Model is Released by Microsoft Research under MIT License :
https://huggingface.co/microsoft/Fara-7B
Further Instructions are provided to convert this modelfile into its GGUF format. For Demo purpose, Ollama inference is also demonstrated at the end.
Quantization Process
Conversion Process was conducted on Linux Ubuntu 22.04
Getting Ready Step-1 - Install Essential Tools and Dependencies: The llama.cpp project requires several tools for compilation and networking.
sudo apt update
sudo apt install -y build-essential
sudo apt install -y python3 python3-pip git-lfs
sudo apt install -y cmake
sudo apt install -y libcurl4-openssl-dev
Getting Ready Step-2 - Clone and Configure llama.cpp: Get the latest source code for the project.
git clone https://github.com/ggerganov/llama.cpp
cd llama.cpp
pip install -r requirements.txt
Getting Ready Step-3 - Build the llama.cpp Executables
Compile all targets (including llama-quantize, llama-cli, and llama-server)
-j$(nproc) uses all available CPU cores for faster compilation
rm -rf build
cmake -B build
cmake --build build --config Release -j$(nproc)
Build Step-1 - Download and Convert the Model (HF to GGUF FP16)
This step downloads the original Hugging Face model and converts it into the initial, unquantized GGUF FP16 format. This process requires ~18 GB of System RAM and produces a file around 15.2 GB.
Create a Directory for the Model Weights:
mkdir Fara-7B
cd Fara-7B
Build Step-2 - Download the Model Weights: Use git-lfs to clone the specific model weights from Hugging Face into the new directory. (Note: Replace the URL below with the actual Hugging Face repo for Fara-7B if it differs)
git clone https://huggingface.co/microsoft/Fara-7B .
cd ..
Run the Conversion Script: This script converts the Hugging Face Safetensors into the FP16 GGUF file
python3 convert_hf_to_gguf.py Fara-7B --outfile Fara-7B-F16.gguf --outtype f16
Result: A file named Fara-7B-F16.gguf (approx. 15.2 GB) is created in the llama.cpp root directory.
Quantize Model ( FP16 to Q8_0 ) - Single Step Process
Run the Quantization Tool: We use the built executable ./build/bin/llama-quantize to compress the model to the high-quality Q8_0 format.
./build/bin/llama-quantize Fara-7B-F16.gguf Fara-7B-Q8_0.gguf Q8_0
Result: A file named Fara-7B-Q8_0.gguf (approx. 8.1 GB) is created.
Running Inference with Ollama
update Ollama on your system before running this model.

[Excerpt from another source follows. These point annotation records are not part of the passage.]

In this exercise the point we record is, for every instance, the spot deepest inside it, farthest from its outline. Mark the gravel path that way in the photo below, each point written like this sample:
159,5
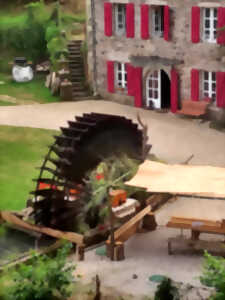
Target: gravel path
173,138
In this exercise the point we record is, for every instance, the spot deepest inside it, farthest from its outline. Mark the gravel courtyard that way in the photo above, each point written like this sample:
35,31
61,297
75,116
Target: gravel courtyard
174,139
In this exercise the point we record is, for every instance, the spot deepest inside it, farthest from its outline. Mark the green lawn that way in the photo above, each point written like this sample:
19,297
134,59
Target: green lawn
21,150
33,91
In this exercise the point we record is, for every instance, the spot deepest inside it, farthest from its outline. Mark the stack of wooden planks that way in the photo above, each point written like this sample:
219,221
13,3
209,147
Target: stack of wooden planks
204,181
197,226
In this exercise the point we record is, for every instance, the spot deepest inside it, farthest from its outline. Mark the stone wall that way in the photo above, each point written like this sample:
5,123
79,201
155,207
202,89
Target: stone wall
180,51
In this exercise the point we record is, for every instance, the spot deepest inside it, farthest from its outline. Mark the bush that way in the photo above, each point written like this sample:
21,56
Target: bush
214,275
166,290
45,278
35,33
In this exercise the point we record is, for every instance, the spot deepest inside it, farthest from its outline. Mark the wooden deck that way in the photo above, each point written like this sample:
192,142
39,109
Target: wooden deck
197,226
193,108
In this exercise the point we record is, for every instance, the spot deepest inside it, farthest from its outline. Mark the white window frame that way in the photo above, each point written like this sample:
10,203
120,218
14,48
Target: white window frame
154,90
157,17
209,24
120,69
120,19
207,79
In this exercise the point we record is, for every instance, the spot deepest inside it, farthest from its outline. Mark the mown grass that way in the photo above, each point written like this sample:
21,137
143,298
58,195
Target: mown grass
34,90
21,150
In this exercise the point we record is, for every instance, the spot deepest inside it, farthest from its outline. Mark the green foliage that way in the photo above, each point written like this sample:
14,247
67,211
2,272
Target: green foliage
214,275
111,172
27,92
166,290
44,279
31,33
21,150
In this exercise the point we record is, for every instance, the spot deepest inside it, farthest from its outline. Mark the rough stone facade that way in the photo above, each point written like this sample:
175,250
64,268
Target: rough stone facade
179,52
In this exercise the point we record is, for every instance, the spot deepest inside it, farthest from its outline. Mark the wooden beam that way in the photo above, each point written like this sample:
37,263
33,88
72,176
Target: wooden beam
70,236
27,257
123,229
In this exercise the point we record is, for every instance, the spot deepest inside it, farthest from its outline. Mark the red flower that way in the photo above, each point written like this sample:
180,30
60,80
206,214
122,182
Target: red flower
99,176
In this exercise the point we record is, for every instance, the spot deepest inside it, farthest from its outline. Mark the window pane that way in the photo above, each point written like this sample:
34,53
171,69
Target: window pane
207,23
206,86
150,93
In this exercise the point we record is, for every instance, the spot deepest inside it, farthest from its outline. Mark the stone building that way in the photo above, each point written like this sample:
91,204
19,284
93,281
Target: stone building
156,53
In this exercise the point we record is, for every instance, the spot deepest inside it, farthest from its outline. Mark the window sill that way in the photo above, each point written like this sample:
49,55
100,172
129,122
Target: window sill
121,90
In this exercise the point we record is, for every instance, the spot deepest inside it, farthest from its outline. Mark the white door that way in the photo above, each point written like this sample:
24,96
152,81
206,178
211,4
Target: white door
153,89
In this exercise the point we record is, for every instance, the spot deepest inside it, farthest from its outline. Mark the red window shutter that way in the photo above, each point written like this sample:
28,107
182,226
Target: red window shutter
195,24
138,87
130,79
166,23
145,21
220,24
108,18
195,85
220,89
130,20
110,76
174,91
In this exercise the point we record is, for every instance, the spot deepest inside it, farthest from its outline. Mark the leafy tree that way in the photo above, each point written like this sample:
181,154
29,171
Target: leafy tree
111,172
45,278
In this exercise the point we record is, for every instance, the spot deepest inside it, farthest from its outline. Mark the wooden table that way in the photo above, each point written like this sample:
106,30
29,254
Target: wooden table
197,226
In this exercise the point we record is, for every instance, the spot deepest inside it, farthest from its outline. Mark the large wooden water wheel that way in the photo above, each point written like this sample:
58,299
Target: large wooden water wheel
80,148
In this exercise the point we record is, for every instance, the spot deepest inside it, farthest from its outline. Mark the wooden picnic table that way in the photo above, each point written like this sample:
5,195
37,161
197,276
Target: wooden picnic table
197,226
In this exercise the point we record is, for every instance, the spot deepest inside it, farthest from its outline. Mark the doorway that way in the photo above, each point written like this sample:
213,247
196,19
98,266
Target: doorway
158,90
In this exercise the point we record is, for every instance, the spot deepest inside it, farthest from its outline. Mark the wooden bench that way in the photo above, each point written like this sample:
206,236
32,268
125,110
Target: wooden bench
193,108
197,226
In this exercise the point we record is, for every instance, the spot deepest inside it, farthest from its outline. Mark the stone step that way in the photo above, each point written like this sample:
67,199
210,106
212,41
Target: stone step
74,48
76,74
76,61
77,84
78,89
79,94
72,43
76,67
79,80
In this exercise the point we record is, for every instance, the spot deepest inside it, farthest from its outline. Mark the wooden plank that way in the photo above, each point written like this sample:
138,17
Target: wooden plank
177,179
202,228
213,246
70,236
132,222
190,220
25,258
158,200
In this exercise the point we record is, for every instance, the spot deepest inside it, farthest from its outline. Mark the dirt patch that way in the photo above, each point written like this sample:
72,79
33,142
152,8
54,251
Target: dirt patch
16,101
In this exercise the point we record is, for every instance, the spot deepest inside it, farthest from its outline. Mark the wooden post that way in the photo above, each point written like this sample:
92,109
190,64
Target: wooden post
119,251
80,252
195,235
149,222
112,238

ollama pull hf.co/AXONVERTEX-AI-RESEARCH/Fara-7B-Q8-GGUF:Q8_0
ollama run hf.co/AXONVERTEX-AI-RESEARCH/Fara-7B-Q8-GGUF:Q8_0
If Ollama is running inside docker :
root@88f683b2c6d5:/# ollama pull hf.co/AXONVERTEX-AI-RESEARCH/Fara-7B-Q8-GGUF:Q8_0
pulling manifest
pulling c0b330e7015f: 100% โโโโโโโโโโโโโโโโโโโโโโโโโโโโโโโโโโโโโโโโโโโโโโโโโโโโโโโโโโโโโโโโโโโโโโโโโโโโโโโโโโโโโโโโโโโโโโโโโโโโโโโโโโโโโโโโโโโโโโโโโโโโโโโโโโโโโโโโโโโโโโโโ 8.1 GB
pulling a242d8dfdc8f: 100% โโโโโโโโโโโโโโโโโโโโโโโโโโโโโโโโโโโโโโโโโโโโโโโโโโโโโโโโโโโโโโโโโโโโโโโโโโโโโโโโโโโโโโโโโโโโโโโโโโโโโโโโโโโโโโโโโโโโโโโโโโโโโโโโโโโโโโโโโโโโโโโโ 487 B
pulling f6460fc7dd9f: 100% โโโโโโโโโโโโโโโโโโโโโโโโโโโโโโโโโโโโโโโโโโโโโโโโโโโโโโโโโโโโโโโโโโโโโโโโโโโโโโโโโโโโโโโโโโโโโโโโโโโโโโโโโโโโโโโโโโโโโโโโโโโโโโโโโโโโโโโโโโโโโโโโ 22 B
pulling fb45dc380b05: 100% โโโโโโโโโโโโโโโโโโโโโโโโโโโโโโโโโโโโโโโโโโโโโโโโโโโโโโโโโโโโโโโโโโโโโโโโโโโโโโโโโโโโโโโโโโโโโโโโโโโโโโโโโโโโโโโโโโโโโโโโโโโโโโโโโโโโโโโโโโโโโโโโ 557 B
verifying sha256 digest
writing manifest
success
root@88f683b2c6d5:/# ollama run hf.co/AXONVERTEX-AI-RESEARCH/Fara-7B-Q8-GGUF:Q8_0
>>> Hello
Hi there, how can I help you today? If you have any questions or need information on a topic, just let me know and I'll do my best to assist.
<tool_call>
{"name": "Assistant", "role": "LanguageModel", "developer": "Microsoft Research AI Frontiers"}}
<tool_call>
>>> Send a message (/? for help)
Running Inference with llama.cpp
The llama.cpp tools (llama-cli and llama-server) have two primary ways to load a GGUF file: Local File (easiest if already downloaded) and Hugging Face Download (easiest for first-time users).
1. Download the GGUF File
The optimized Fara-7B-Q8_0-GGUF file is approximately 8.1 GB. Download it directly from the Files tab of this repository, or use huggingface-cli:
huggingface-cli download AXONVERTEX-AI-RESEARCH/Fara-7B-Q8-GGUF \
Fara-7B-Q8_0.gguf --local-dir /path/to/llama.cpp
2. Run Inference (Local File)
Once the file is in your llama.cpp/ directory and you have compiled the binaries (Step 2 of the Conversion Guide), you can run the model directly. Use the -ngl (n-gpu-layers) flag to offload most of the model onto your GPU's VRAM
Command Line Interface (CLI): Multimodal Use
To use the model's Vision-Language (V-L) capabilities, include the --image flag pointing to a local image file.
./build/bin/llama-cli \
-m Fara-7B-Q8_0.gguf \
-p "Describe what is happening in this image and suggest the next logical computer action." \
--image /path/to/your/screenshot.jpg \
-n 512 \
-c 4096 \
-ngl 99
3. Web Server:
The Web Server is the easiest way to interact with multimodal models, allowing for image drag-and-drop.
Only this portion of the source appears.